In yet another controversial move, Disney announced today that the old Pleasure Island section of Downtown Disney will be transformed into “Hyperion Wharf,” a 120-acre complex themed like an early 20th century seaport town. The Adventurers Club, BET Soundstage, Mannequin’s, Motion, and Rock ‘N’ Roll Beach Club will be torn down to make way for new restaurants, shops, and the expansion of the AMC Movie Theater. Construction is set to begin immediately and the final product is set to open during the summer of 2013.
The first change will happen at the AMC Movie Theater, which will begin to serve upscale snacks and drinks from “next-generation” self service vending machines. No word yet on whether the machine can make you that martini shaken, stirred, or just sort of shook. Disney expects the vending machines to be installed by January 1, 2011. By Spring 2011, at least part of the theater will be transformed into a “Fork and Screen” branded experience. The Fork and Screen Theater offers full food and beverage service conveniently from your theater seat. A sample menu is available here. Expect Applebee’s or TGI Friday’s quality food and pricing.

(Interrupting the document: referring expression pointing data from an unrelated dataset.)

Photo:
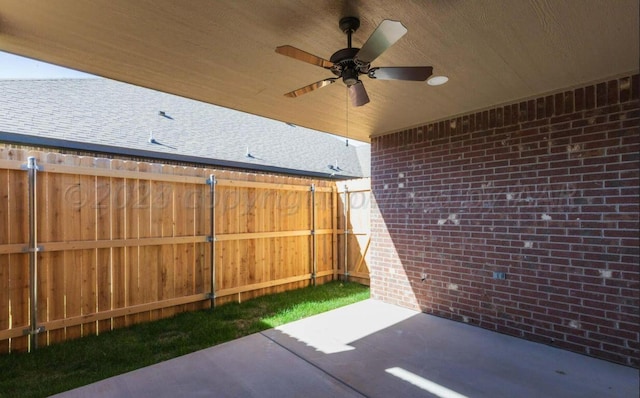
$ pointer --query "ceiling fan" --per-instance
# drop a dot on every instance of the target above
(349, 63)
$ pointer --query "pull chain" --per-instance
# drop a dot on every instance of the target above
(347, 108)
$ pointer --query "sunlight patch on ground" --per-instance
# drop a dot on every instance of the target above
(330, 333)
(421, 382)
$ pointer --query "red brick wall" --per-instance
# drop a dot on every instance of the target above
(545, 191)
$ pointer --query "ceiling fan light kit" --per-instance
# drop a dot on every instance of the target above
(349, 63)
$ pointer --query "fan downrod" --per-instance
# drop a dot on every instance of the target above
(349, 24)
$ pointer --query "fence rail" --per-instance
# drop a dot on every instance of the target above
(89, 244)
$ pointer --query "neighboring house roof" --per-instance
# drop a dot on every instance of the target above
(101, 115)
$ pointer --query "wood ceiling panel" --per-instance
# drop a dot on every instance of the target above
(222, 52)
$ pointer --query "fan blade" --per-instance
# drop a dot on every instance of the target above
(385, 35)
(414, 73)
(358, 94)
(310, 87)
(304, 56)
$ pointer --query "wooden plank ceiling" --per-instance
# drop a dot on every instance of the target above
(222, 52)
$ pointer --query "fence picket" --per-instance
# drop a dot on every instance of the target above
(125, 242)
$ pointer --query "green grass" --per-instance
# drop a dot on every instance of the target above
(68, 365)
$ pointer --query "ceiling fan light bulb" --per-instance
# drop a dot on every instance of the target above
(437, 80)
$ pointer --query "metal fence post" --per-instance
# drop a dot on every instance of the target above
(212, 238)
(32, 169)
(346, 233)
(314, 258)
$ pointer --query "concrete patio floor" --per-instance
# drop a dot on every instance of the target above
(374, 349)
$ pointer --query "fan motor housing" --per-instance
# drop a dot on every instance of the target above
(345, 66)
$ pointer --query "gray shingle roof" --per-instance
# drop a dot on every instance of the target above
(118, 115)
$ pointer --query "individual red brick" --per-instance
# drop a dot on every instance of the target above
(601, 94)
(590, 97)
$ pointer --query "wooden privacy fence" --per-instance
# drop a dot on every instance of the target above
(89, 244)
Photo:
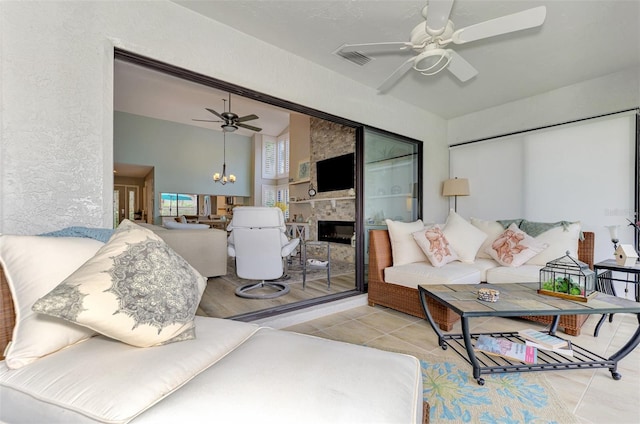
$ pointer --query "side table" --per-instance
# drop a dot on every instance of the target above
(307, 266)
(604, 282)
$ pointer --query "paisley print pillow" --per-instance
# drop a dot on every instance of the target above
(514, 247)
(136, 289)
(435, 246)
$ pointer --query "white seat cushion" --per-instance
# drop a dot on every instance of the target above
(413, 274)
(521, 274)
(304, 380)
(110, 381)
(33, 266)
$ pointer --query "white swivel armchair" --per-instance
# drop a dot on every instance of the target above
(261, 248)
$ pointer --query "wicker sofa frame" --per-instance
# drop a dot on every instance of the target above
(406, 299)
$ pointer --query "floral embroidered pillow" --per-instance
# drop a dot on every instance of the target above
(514, 247)
(135, 289)
(435, 246)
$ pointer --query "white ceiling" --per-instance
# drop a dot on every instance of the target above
(145, 92)
(580, 40)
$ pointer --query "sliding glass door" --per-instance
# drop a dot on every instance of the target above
(392, 181)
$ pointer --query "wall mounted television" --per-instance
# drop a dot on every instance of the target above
(337, 173)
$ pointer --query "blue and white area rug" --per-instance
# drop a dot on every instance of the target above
(455, 397)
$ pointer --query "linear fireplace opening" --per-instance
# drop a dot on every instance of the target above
(336, 231)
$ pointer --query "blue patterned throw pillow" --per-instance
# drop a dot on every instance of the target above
(136, 289)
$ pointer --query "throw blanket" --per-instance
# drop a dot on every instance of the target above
(534, 229)
(100, 234)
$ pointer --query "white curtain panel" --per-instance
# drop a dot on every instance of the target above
(582, 171)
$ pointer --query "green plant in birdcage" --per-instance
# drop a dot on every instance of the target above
(562, 285)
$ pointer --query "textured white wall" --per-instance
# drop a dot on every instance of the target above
(611, 93)
(57, 99)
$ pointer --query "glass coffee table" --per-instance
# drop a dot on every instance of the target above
(517, 300)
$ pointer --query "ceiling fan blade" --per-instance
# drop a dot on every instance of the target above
(215, 113)
(374, 47)
(515, 22)
(249, 127)
(247, 118)
(396, 75)
(438, 12)
(460, 68)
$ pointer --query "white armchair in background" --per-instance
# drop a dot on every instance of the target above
(259, 244)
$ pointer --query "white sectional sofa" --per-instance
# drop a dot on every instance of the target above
(78, 358)
(397, 267)
(203, 247)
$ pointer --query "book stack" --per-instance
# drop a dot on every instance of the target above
(546, 341)
(506, 348)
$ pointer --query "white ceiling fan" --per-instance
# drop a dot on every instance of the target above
(430, 38)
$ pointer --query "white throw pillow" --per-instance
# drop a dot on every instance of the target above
(464, 237)
(560, 240)
(136, 289)
(435, 245)
(492, 229)
(514, 247)
(33, 265)
(184, 226)
(404, 248)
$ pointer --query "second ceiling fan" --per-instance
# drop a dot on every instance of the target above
(429, 39)
(231, 121)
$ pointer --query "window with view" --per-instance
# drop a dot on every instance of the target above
(176, 204)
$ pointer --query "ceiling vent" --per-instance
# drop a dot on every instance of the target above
(354, 57)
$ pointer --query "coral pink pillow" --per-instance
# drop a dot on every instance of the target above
(435, 245)
(514, 247)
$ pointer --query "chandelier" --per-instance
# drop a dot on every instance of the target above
(223, 179)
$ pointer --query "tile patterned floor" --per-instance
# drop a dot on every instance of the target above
(592, 395)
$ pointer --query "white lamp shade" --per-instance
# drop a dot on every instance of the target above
(455, 187)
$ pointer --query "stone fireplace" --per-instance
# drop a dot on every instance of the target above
(336, 231)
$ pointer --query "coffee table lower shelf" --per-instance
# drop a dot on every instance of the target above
(547, 360)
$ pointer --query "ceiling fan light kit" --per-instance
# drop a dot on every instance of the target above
(231, 121)
(432, 61)
(429, 39)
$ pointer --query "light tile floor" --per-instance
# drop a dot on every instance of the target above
(592, 395)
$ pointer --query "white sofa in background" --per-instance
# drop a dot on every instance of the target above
(204, 248)
(62, 368)
(397, 265)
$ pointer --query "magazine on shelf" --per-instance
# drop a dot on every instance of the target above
(544, 339)
(566, 350)
(506, 348)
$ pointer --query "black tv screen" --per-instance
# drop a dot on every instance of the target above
(336, 173)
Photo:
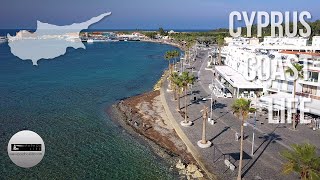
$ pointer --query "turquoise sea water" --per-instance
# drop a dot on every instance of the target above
(64, 100)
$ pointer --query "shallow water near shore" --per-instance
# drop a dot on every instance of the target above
(64, 99)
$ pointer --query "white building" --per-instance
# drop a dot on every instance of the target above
(274, 50)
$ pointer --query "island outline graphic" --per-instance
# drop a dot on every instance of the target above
(49, 41)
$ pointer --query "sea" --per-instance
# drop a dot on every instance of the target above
(64, 100)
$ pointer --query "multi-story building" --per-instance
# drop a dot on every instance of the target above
(273, 51)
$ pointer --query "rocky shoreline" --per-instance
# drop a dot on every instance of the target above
(143, 116)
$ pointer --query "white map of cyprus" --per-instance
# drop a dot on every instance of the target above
(49, 41)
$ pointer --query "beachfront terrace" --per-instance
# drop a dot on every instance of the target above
(236, 83)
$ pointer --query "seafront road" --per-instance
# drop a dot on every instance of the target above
(270, 139)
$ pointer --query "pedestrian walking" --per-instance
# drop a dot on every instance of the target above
(237, 136)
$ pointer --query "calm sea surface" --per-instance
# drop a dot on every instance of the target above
(64, 99)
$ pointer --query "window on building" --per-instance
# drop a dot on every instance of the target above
(309, 89)
(313, 76)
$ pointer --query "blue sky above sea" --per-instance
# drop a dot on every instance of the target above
(141, 14)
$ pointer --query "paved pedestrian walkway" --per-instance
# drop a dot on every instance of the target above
(270, 140)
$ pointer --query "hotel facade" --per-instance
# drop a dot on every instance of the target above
(236, 77)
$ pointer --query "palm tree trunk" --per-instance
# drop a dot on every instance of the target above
(186, 105)
(294, 106)
(178, 103)
(241, 151)
(204, 141)
(219, 56)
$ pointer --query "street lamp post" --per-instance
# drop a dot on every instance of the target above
(254, 126)
(211, 109)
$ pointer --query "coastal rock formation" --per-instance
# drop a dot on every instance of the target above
(146, 116)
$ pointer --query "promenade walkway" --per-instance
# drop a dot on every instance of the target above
(270, 139)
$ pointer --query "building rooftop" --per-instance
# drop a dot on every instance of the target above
(235, 78)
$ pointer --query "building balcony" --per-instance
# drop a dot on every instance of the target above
(308, 95)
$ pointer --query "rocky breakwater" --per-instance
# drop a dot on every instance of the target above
(144, 116)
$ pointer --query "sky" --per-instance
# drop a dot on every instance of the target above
(141, 14)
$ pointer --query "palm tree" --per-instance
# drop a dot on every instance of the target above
(241, 107)
(220, 41)
(303, 160)
(178, 85)
(175, 55)
(168, 56)
(186, 80)
(204, 121)
(174, 78)
(299, 69)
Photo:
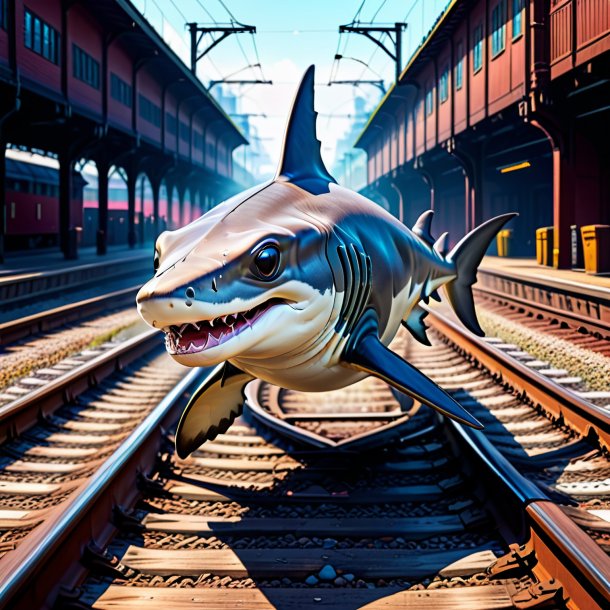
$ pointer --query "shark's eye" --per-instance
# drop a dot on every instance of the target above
(267, 262)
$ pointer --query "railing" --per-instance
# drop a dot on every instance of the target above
(579, 31)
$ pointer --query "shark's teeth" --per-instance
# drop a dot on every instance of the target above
(195, 337)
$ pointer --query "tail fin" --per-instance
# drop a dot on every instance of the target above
(467, 255)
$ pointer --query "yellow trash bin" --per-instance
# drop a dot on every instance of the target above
(544, 246)
(596, 247)
(503, 242)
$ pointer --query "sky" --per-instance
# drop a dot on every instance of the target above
(291, 35)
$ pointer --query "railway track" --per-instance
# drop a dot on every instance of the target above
(566, 309)
(31, 291)
(349, 500)
(49, 319)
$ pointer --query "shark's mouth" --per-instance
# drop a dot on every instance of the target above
(195, 337)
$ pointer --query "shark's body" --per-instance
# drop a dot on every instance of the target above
(302, 283)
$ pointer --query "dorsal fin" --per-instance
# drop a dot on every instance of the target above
(423, 227)
(301, 162)
(441, 245)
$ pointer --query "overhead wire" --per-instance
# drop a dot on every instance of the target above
(177, 9)
(377, 11)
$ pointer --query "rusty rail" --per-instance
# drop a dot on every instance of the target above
(21, 414)
(576, 412)
(57, 316)
(32, 572)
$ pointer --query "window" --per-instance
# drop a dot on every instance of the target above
(171, 123)
(184, 131)
(3, 4)
(429, 101)
(149, 111)
(443, 85)
(498, 28)
(517, 18)
(85, 68)
(38, 36)
(477, 49)
(120, 90)
(459, 67)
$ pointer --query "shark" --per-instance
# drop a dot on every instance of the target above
(303, 283)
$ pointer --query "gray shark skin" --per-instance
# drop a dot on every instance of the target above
(302, 283)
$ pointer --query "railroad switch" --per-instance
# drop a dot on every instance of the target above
(518, 562)
(539, 595)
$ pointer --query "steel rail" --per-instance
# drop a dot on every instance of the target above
(571, 318)
(57, 316)
(579, 305)
(21, 414)
(577, 413)
(576, 560)
(89, 511)
(19, 288)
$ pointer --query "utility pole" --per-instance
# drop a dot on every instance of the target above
(199, 31)
(397, 30)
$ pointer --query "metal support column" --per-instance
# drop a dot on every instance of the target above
(131, 209)
(2, 197)
(103, 168)
(67, 233)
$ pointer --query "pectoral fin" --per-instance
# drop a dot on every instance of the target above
(415, 324)
(368, 354)
(212, 408)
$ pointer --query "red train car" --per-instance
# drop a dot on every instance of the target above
(32, 195)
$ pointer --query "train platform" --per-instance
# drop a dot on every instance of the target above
(529, 270)
(571, 296)
(53, 259)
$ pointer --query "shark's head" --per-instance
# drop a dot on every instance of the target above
(250, 278)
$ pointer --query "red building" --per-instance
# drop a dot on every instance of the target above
(93, 80)
(503, 107)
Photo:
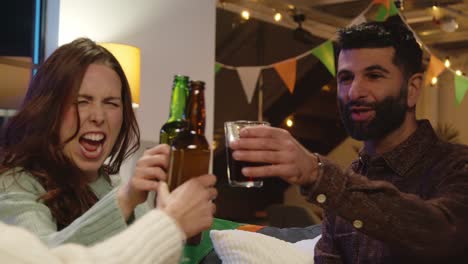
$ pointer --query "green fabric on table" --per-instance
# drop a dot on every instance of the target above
(194, 254)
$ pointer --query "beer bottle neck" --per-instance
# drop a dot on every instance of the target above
(196, 111)
(178, 101)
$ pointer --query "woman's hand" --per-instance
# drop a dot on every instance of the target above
(190, 204)
(150, 169)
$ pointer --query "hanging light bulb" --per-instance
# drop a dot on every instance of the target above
(245, 14)
(447, 62)
(278, 17)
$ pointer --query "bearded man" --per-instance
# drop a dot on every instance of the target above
(405, 199)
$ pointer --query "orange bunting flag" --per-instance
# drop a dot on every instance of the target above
(436, 67)
(287, 71)
(386, 3)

Downtown Disney sits on a beautiful man-made lagoon, but it isn’t always obvious because there are so many Disney stores blocking the view. The re-imagining of the area will focus on the waterfront aspect and a major part of the transformation will be the installation of a new park. No, not a theme park, but a neighborhood-like park. If executed correctly, this could be a great area for families to enjoy a relaxing evening without having to spend gobs of money. Disney didn’t release a lot of details about what will go into it, but it is expected to open by Summer of 2011 so we should know more soon. Hopefully there will be a lot of benches and tables to make water-front seating an option for those of us who prefer more moderately priced take-out food from places like Earl of Sandwich over a pricier meal at a sit-down restaurant.
In the announcement, Disney made a pretty big deal about the “lighting” aspect. It’s true that humans love bright lights, to the point where most of us can’t resist purchasing Disney-branded merchandise if it’s bright enough. “By day, stylish boutiques and innovative restaurants will draw you in and by night, thousands of lights will transform the area into an electric wonderland.” An electric wonderland sounds sort of dangerous, especially so close to water, but we can assume it will be safe. It certainly looks neat in the pictures.
Other enhancements include 3,500 additional square feet of retail space added to the Lego Store. Many of the stores that currently exist will also be renovated to fit more into the “modern” early 20th century theme.
Read the full Disney announcement on the Disney Parks Blog, here.
As I previously insinuated, there is a lot of controversy over the closure of Pleasure Island, which was really the only “adults-only” section of Disney World. The closure of the Adventurers Club in particular is a hotly debated subject. Should Disney, a “family friendly vacation destination,” have an adults-only section where drunken debauchery is not only condoned, but encouraged? Does Disney World really need more stores that sell the exact same merchandise that can be purchased in dozens of other locations? Are people really going to go to spend two hours and more cash at the movies on a vacation that already costs more than $3,000? These questions are always brought up when Downtown Disney and Pleasure Island are discussed.
Am I excited for Hyperion Wharf? Yes and no. I wasn’t expecting an enhanced version of the old Pleasure Island. While The Adventurer’s Club and Mannequin’s might have a following with several thousand people who spend most of their time on Disney forums, Pleasure Island was not popular with the vast majority of Disney visitors. It was bleeding money, which is why Disney shut it down. Had it been profitable, we could mosey down to Pleasure Island today, have a cocktail, and watch some comedy. I have some hope for the park area and the possibility of some counter service restaurants similar to the Earl of Sandwich, but the cynic in me knows that we’re probably going to have a little grassy area and more overpriced, mediocre sit-down restaurants. Time will tell and there’s really no reason to debate it. The suits have spoken and this is the direction Disney has decided to take. They have their own studies and their own market research, and it’s telling them people will spend more money in Downtown Disney if there is more opportunity to spend money at Downtown Disney. That equals more stuff with price tags on it rather than fun and unique experiences.